Fixation of Embryonic Mouse Tissue for Cytoneme Analysis

Abstract

Developmental tissue patterning and postdevelopmental tissue homeostasis depend upon controlled delivery of cellular signals called morphogens. Morphogens act in a concentration- and time-dependent manner to specify distinct transcriptional programs that instruct and reinforce cell fate. One mechanism by which appropriate morphogen signaling thresholds are ensured is through delivery of the signaling proteins by specialized filopodia called cytonemes. Cytonemes are very thin (≤200 nm in diameter) and can grow to lengths of several hundred microns, which makes their preservation for fixed-image analysis challenging. This paper describes a refined method for delicate handling of mouse embryos for fixation, immunostaining, and thick sectioning to allow for visualization of cytonemes using standard confocal microscopy. This protocol has been successfully used to visualize cytonemes that connect distinct cellular signaling compartments during mouse neural tube development. The technique can also be adapted to detect cytonemes across tissue types to facilitate the interrogation of developmental signaling at unprecedented resolution.

Figure 1:. Example of E9.5 Shh-Cre; Rosa26 mTmG stained, embedded, and sectioned embryo.

(A) A single embryo in a 12-well plate, embedded in 4% LMP agarose. (B) Example of a correctly oriented embryo within the agarose block cut down to size for vibratome mounting. Excess agarose block is present along the bottom. (C) Bright field image of 100 μm thick embryo section embedded in LMP agarose. (D) Immunofluorescence imaging of a section after removal of agarose. Anti-GFP-stained mGFP (green) represents Shh-expressing cells in the tissue, with other cell lineages expressing membrane Tomato (red), DAPI in blue. Neural tube (bracket) and mGFP-positive notochord (arrow) are clearly visible. Scale bars = 1 cm (A), 5 mm (B), and 100 μm (C,D). Abbreviations: LMP = low melting point; mGFP = membrane green fluorescent protein; Shh = Sonic Hedgehog; DAPI = 4’,6-diamidino-2-phenylindole.

Figure 2:. Example of cryostat-sectioned neural tube floor plate and notochord with fragmented membrane extensions.

(A) 20 μm thick E9.5 Shh-Cre; Rosa26 mTmG^– section stained for GFP (green), F-actin (red), and DAPI (blue). mGFP puncta are visible between the notochord and floorplate (arrowhead) and (B,B’) migrating between adjacent cells of the neural tube. (C,C’) F-actin staining fails to detect any clear cytonemes on mesenchymal cells surrounding the neural tube (arrow). Scale bars = 20 μm. Abbreviations: mGFP = membrane green fluorescent protein; Shh = Sonic Hedgehog; DAPI = 4’,6-diamidino-2-phenylindole.

Figure 3:. Examples of optimal and suboptimal vibratome tissue sections and staining of the neural tube floor plate, notochord, and surrounding cells.

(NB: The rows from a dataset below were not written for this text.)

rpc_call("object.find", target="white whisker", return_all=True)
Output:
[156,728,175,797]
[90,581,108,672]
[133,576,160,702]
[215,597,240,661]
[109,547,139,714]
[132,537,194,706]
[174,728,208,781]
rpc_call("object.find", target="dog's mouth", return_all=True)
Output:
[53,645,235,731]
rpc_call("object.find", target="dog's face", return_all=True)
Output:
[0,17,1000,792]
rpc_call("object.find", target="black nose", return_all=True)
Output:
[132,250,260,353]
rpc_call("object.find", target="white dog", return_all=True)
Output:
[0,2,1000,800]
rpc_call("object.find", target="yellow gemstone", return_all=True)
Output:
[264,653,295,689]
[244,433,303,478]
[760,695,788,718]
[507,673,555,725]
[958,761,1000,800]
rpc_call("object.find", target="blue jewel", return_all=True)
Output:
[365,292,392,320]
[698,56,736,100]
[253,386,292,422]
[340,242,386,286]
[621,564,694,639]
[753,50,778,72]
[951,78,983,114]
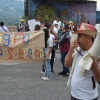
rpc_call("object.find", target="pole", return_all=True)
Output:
[24,0,29,31]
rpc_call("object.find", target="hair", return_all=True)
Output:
[87,21,90,24]
[43,28,49,48]
[35,25,40,31]
[0,22,4,26]
[92,37,94,42]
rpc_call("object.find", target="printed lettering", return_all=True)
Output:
[14,33,24,44]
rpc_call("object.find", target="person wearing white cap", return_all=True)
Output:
[17,19,25,32]
[65,23,100,100]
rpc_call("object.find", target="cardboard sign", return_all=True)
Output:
[0,31,45,63]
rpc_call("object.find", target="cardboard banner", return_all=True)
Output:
[0,31,45,63]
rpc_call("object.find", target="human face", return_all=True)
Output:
[77,34,88,50]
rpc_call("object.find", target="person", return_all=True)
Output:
[42,28,53,80]
[34,24,40,31]
[65,23,100,100]
[35,18,41,25]
[0,22,9,32]
[49,23,58,74]
[17,19,25,32]
[41,21,49,74]
[58,25,70,77]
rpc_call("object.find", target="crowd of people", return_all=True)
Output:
[0,17,100,100]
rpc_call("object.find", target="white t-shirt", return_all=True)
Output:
[71,50,100,100]
[45,37,53,59]
[0,26,9,32]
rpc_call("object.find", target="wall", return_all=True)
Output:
[29,0,96,25]
[96,11,100,23]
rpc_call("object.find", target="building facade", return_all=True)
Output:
[29,0,96,25]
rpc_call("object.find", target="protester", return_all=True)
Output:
[0,22,9,32]
[41,21,50,74]
[65,23,100,100]
[42,28,53,80]
[35,24,40,31]
[49,23,58,74]
[35,18,41,25]
[58,25,70,76]
[17,19,25,32]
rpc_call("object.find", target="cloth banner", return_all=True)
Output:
[0,31,45,64]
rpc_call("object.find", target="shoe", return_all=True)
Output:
[42,76,51,81]
[58,71,66,75]
[41,70,45,74]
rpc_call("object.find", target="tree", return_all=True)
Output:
[80,14,86,23]
[25,0,29,31]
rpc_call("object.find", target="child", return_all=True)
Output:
[42,28,53,80]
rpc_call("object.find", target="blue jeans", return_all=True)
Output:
[61,52,70,73]
[45,59,51,77]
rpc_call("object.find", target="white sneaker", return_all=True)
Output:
[42,76,51,80]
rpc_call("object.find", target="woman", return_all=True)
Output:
[42,28,53,80]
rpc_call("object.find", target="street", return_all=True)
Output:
[0,52,100,100]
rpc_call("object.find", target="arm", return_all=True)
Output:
[65,40,78,67]
[91,58,100,83]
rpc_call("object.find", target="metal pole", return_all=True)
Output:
[24,0,29,31]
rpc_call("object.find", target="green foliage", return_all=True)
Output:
[80,14,86,23]
[35,4,56,22]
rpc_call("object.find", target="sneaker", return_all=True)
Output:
[41,70,45,74]
[58,71,66,75]
[42,76,51,80]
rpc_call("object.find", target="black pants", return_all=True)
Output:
[71,96,98,100]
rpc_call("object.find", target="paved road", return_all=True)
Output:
[0,53,100,100]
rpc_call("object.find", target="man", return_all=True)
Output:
[58,25,70,77]
[0,22,9,32]
[65,23,100,100]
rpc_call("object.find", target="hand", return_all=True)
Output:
[70,40,78,51]
[44,56,49,60]
[91,56,98,70]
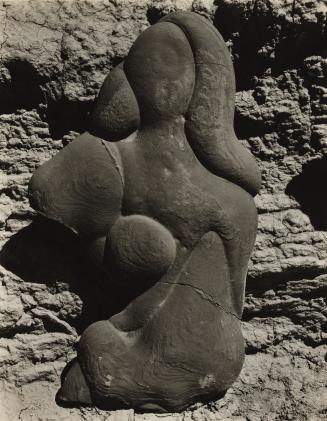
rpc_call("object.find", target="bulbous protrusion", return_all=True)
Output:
[104,215,176,282]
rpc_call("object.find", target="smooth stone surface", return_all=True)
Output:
[30,12,260,412]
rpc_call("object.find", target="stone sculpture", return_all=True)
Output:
[29,11,260,411]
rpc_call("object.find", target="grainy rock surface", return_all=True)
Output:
[0,0,327,421]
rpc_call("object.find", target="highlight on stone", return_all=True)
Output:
[29,11,260,411]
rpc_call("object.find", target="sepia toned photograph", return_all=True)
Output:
[0,0,327,421]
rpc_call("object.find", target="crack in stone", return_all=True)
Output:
[159,281,241,320]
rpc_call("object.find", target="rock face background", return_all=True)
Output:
[0,0,327,421]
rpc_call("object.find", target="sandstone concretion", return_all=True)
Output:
[0,0,327,421]
[29,11,261,411]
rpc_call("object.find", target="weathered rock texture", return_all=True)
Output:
[0,0,327,421]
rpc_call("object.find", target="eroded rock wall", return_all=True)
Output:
[0,0,327,421]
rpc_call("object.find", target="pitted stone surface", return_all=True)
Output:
[0,0,327,421]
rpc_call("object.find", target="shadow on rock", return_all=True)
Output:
[286,158,327,231]
[0,217,130,333]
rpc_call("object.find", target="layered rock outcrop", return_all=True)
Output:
[0,0,327,421]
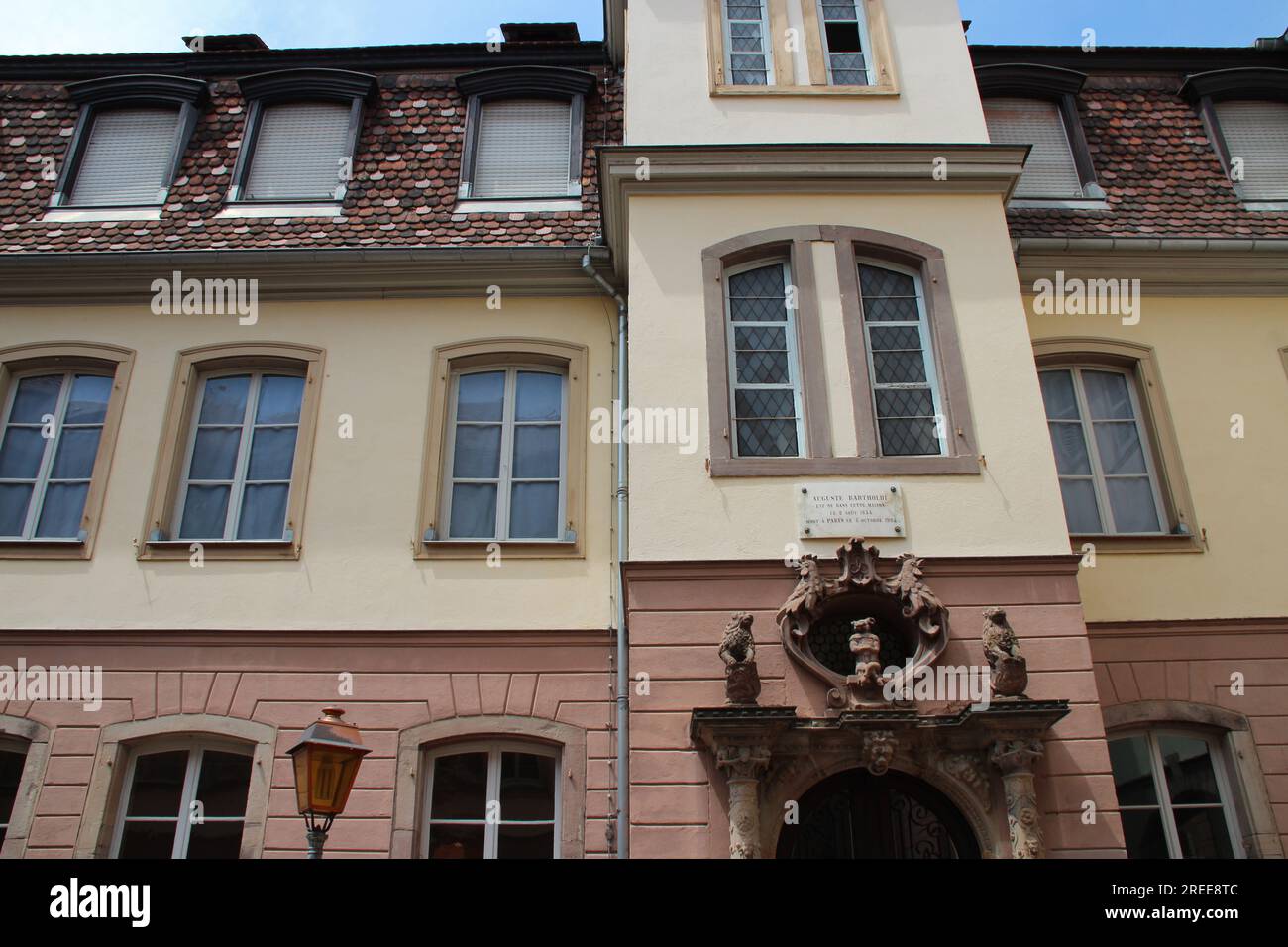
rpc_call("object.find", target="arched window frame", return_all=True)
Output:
[0,342,136,559]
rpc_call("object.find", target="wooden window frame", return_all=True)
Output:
[1105,725,1248,860]
[0,342,136,559]
[138,342,326,559]
[704,0,899,97]
[1033,336,1205,553]
[224,69,376,207]
[702,224,980,476]
[413,338,589,559]
[49,76,207,211]
[416,737,567,861]
[110,736,255,858]
[975,63,1105,205]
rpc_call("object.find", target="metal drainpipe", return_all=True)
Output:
[581,253,631,858]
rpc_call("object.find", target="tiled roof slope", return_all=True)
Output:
[0,48,622,253]
[973,47,1288,239]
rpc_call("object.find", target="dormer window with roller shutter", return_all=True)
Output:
[456,65,595,211]
[228,69,376,211]
[975,64,1105,207]
[53,76,206,214]
[1181,68,1288,210]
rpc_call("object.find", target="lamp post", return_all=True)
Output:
[287,707,371,858]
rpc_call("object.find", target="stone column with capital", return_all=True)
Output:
[716,746,769,858]
[989,737,1046,858]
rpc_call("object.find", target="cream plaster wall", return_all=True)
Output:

Examples of delicately handled sections (A,C), compared to (B) a folded tissue section and (D) a poorly handled section from a Shh-Cre; Rosa26 mTmG and a Shh^GFP/+ embryo^–. Optimally handled sections allow detection of cytonemes between adjacently localized floor plate neural epithelial cells (A, arrowheads). Neural tube adjacent notochord (A, mGFP-expressing) and mesenchymal cells (A, arrow) should be visible. (C,D) F-actin- and DAPI-stained sections should have consistent spacing of mesenchymal cells and F-actin-based cytonemes (arrows) surrounding the neural tube and notochord (C). Any minor folding or disruption of the sections can cause gaps and broken F-actin fragments (D, arrowheads). Scale bars = 10 μm. Abbreviations: mGFP = membrane green fluorescent protein; Shh = Sonic Hedgehog; DAPI = 4’,6-diamidino-2-phenylindole.